The Chingola Police Killing - What Happened?
Human rights activist and Alliance for Community Action (ACA) Executive Director Laura Miti is asking what happened in the case where police allegedly shot and killed a citizen accused of being a gasser in Chingola.
The incident took place in January 2020, during the height of the gassings, with former Deputy Inspector General of Police, Bonnie Kapeso, announcing the police had shot and killed a citizen in connection with the matter.
“The circumstances surrounding the killing were both disturbing and bizarre,” Miti writes.
According to Miti, Kapeso had claimed the young man was shot in the legs as he tried to run away after the police ordered him to stop.
“The then Deputy IG announced, with not a modicum of remorse or seeming sense of how inexplicable that was, that the suspect bled out and died, as police watched,” she narrates.
“To justify the killing, Mr Kapeso displayed bottles with liquids that, he said, the young man had been carrying in a backpack,” she continues.
While the nation was told the liquids would be taken for analysis to a lab in Lusaka, and the nation informed of the outcome, Miti claims that there has been no further update on the subject.
Having found the incident disturbing, Miti wrote to the Human Rights Commission, requesting an investigation. However, the Commission did not respond.
“I have never forgotten that young man and I still want to know why he was killed in cold blood. It bothers me that, when we list the citizens murdered by police in the last few years, he is not included. He was shot buried and forgotten, in my view, sacrificed to show a public panicked by gassing, that the police were on top of things,” she writes.
One year on Miti is asking what the lab analysis found to have been in those bottles and questions if indeed the bottles belonged to the young man.

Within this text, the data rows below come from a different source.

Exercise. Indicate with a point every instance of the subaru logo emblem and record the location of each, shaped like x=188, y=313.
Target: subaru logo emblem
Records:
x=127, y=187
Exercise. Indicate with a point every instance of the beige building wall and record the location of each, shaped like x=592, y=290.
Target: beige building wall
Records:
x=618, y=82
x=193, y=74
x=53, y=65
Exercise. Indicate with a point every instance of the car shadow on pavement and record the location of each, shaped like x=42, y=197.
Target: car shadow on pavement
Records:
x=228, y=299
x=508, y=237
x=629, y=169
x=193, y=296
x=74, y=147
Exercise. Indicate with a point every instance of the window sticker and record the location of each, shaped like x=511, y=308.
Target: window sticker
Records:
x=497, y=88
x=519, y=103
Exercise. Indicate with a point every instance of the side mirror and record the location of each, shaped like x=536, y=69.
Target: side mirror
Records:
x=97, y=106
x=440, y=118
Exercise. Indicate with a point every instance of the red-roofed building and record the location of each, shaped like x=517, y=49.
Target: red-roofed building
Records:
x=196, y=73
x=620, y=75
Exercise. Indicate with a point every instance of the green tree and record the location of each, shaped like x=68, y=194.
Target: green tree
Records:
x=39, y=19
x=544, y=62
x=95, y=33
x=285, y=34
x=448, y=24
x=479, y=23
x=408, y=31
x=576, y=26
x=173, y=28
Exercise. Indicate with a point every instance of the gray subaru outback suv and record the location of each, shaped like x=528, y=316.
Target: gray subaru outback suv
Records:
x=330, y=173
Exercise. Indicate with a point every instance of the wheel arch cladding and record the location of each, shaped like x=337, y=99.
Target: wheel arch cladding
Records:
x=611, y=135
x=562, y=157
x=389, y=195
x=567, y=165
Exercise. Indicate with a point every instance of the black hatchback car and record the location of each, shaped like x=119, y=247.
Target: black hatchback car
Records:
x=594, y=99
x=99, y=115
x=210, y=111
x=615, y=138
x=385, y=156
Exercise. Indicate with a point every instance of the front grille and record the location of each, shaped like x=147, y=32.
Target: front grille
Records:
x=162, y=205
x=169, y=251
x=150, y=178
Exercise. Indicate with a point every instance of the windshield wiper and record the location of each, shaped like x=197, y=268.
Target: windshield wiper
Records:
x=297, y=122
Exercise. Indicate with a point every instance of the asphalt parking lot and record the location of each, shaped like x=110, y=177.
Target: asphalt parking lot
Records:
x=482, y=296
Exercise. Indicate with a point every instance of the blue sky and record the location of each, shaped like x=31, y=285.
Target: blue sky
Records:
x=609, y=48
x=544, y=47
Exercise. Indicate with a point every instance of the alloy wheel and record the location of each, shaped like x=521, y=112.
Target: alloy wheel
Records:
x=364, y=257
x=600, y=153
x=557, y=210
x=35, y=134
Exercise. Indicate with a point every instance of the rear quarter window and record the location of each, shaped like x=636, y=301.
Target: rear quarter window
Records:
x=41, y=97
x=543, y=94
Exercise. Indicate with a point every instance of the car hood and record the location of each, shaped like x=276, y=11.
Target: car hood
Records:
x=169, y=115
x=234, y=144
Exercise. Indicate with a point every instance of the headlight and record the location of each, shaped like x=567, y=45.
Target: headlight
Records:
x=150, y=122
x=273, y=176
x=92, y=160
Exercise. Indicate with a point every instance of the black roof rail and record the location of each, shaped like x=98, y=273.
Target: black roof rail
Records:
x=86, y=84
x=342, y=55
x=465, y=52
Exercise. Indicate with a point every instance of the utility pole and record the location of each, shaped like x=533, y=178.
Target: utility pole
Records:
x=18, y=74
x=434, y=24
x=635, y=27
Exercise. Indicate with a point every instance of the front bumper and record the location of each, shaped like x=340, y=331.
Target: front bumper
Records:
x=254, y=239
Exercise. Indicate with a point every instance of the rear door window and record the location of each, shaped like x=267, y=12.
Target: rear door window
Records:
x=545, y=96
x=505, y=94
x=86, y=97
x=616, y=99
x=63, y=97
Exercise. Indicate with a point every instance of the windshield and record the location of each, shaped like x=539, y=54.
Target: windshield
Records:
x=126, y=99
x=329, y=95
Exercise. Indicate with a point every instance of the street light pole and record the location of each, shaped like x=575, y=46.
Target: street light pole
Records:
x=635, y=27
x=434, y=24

“Just because an individual is poor, and unconnected, it does not mean their life is worthless. What the police did to Nsama Nsama and Joseph Kaunda on the 23rd of December, is exactly what they did to the faceless nameless Chingola boy - recklessly and lawlessly discharged live ammunition, when other policing tactics were available to them. The Chingola boy must be remembered, his killers punished and family compensated,” she writes.
“May his blood join that of Mapenzi, Vespers, Frank, Joseph and Nsama in crying out from the grave against Katanga, Kapeso Kanganja and Kampyongo. I hope the four of them hear all this blood they have shed bubbling in their ears, as they get on with their comfortable lives,” Miti concludes.